New York City has a decades old law called “rent stabilization,” which somewhat restricts rent increases on about one million apartments. This law, inadequate as it is, has long been a target of the real estate investors. In June, Democrat and Republican legislators, led by Democratic Governor Cuomo, changed the law to exempt about 100,000 of these apartments, which can now begin to charge rents likely to be about 25 percent higher. When met with protests from angry tenants, Cuomo defended the new law as a fair compromise between renters and landlords, adding that “some people will never be satisfied.”
Democratic New York City Mayor, Bill De Blasio, was elected in 2013, and promised to create 100,000 new affordable apartments in the city.
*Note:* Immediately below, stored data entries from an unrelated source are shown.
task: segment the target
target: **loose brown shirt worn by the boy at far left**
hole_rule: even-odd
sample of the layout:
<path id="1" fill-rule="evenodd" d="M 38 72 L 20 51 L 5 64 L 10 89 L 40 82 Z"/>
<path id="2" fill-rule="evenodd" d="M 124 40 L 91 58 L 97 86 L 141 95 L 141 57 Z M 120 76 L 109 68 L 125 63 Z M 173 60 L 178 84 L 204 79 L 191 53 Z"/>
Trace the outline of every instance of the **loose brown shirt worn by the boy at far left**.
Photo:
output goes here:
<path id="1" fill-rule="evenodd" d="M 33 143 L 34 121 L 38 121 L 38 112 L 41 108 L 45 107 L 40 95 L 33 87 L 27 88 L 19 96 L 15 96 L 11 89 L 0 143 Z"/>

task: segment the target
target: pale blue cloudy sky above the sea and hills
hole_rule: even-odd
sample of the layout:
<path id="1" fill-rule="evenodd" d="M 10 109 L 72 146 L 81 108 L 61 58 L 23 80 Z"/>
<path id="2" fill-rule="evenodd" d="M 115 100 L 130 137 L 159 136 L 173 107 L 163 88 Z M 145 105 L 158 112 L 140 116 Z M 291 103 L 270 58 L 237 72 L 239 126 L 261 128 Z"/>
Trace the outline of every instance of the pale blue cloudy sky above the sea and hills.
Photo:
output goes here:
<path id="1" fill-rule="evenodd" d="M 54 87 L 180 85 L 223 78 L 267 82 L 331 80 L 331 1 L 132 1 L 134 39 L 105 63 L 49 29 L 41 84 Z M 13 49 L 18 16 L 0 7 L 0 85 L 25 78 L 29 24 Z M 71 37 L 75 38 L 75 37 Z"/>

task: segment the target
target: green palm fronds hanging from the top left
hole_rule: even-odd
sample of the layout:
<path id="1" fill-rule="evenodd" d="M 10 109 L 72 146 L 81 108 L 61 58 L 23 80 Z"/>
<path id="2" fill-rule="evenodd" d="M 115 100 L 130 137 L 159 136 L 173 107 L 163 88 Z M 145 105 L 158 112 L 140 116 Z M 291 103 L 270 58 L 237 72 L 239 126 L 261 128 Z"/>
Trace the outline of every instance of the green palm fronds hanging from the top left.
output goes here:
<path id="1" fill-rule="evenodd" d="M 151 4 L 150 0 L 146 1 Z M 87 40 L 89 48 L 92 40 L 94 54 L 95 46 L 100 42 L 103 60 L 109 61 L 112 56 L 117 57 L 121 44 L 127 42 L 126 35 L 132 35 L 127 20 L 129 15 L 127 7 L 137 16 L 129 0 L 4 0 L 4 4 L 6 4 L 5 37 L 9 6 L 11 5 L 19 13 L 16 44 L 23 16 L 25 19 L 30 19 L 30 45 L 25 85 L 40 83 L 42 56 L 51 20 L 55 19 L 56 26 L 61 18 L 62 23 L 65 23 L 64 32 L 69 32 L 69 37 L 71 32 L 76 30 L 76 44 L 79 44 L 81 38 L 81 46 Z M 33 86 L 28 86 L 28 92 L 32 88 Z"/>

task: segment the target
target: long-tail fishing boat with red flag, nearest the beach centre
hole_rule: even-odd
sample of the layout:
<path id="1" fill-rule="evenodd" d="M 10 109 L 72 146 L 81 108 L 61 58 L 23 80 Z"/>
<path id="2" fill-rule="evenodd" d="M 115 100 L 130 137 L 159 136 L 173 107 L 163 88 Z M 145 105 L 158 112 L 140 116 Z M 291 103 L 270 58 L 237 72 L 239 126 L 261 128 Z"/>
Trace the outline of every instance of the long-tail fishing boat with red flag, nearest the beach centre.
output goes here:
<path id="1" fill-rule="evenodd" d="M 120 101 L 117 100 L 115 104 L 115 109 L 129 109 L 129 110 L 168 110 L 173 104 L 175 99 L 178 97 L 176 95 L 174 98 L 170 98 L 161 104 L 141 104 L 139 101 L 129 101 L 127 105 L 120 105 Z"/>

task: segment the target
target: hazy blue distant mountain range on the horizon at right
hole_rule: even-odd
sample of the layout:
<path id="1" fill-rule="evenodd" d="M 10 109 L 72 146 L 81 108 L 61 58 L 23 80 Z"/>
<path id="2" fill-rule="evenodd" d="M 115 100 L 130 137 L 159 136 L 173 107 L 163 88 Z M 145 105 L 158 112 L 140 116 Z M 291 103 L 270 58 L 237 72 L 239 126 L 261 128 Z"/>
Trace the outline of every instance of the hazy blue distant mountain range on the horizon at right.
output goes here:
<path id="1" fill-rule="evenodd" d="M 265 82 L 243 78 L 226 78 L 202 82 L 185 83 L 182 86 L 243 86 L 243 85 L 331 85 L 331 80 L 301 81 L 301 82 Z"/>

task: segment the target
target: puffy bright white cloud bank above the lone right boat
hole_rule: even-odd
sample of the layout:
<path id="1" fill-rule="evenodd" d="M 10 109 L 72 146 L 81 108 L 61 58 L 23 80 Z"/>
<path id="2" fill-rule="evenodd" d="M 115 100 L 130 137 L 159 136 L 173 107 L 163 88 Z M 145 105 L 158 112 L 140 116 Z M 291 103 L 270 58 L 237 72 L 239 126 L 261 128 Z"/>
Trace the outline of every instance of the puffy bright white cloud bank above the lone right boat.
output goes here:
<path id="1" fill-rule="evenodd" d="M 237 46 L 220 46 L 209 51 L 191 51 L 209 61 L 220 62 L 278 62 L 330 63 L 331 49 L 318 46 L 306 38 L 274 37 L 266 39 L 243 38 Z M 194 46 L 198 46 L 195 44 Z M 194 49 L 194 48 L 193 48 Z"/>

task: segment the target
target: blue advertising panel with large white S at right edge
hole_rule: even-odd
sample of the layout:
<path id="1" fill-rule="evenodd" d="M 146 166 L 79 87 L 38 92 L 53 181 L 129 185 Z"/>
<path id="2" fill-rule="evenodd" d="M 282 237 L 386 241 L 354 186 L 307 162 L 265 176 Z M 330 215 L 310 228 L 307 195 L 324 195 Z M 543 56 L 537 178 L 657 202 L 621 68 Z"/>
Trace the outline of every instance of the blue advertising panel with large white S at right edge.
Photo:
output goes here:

De Blasio now proposes to increase tax subsidies to developers building luxury housing if they set aside 10-15 percent of the new apartments for low and moderate income renters. At Atlantic Yards, a highly subsidized project built in a previously low-income neighborhood near downtown Brooklyn, rent for an 812 square foot unit with two bedrooms for so-called moderate income households is $3000 per month or higher.
The Atlantic Yards development explains a lot about why the housing crisis is getting worse. Atlantic Yards is one of many NYC investments by developer Bruce Ratner, a long term backer of De Blasio. Other developers have long-time alliances with powerful politicians in state government like Governor Cuomo. The most powerful lobby in state government are the big landlords, developers and the banks, which stand behind them. For funding politicians of both parties, they receive many subsidies and increasing freedom to charge whatever they can get away with for housing.
Homelessness is now at record levels. Many of the city’s overcrowded shelters continue to be leased at high rents from slumlords who provide little security or social services, many of whom helped fund De Blasio’s election campaign. De Blasio did recently announce a new program to assist the mentally ill living on the street. But his administration admits the program will help at most a few hundred people.
The enormous housing profits wouldn’t be possible without the deep connections between the financial world and both political parties. The high cost of housing in New York isn’t an accident. It’s a conscious choice by investors and landlords to squeeze out as much profit as possible.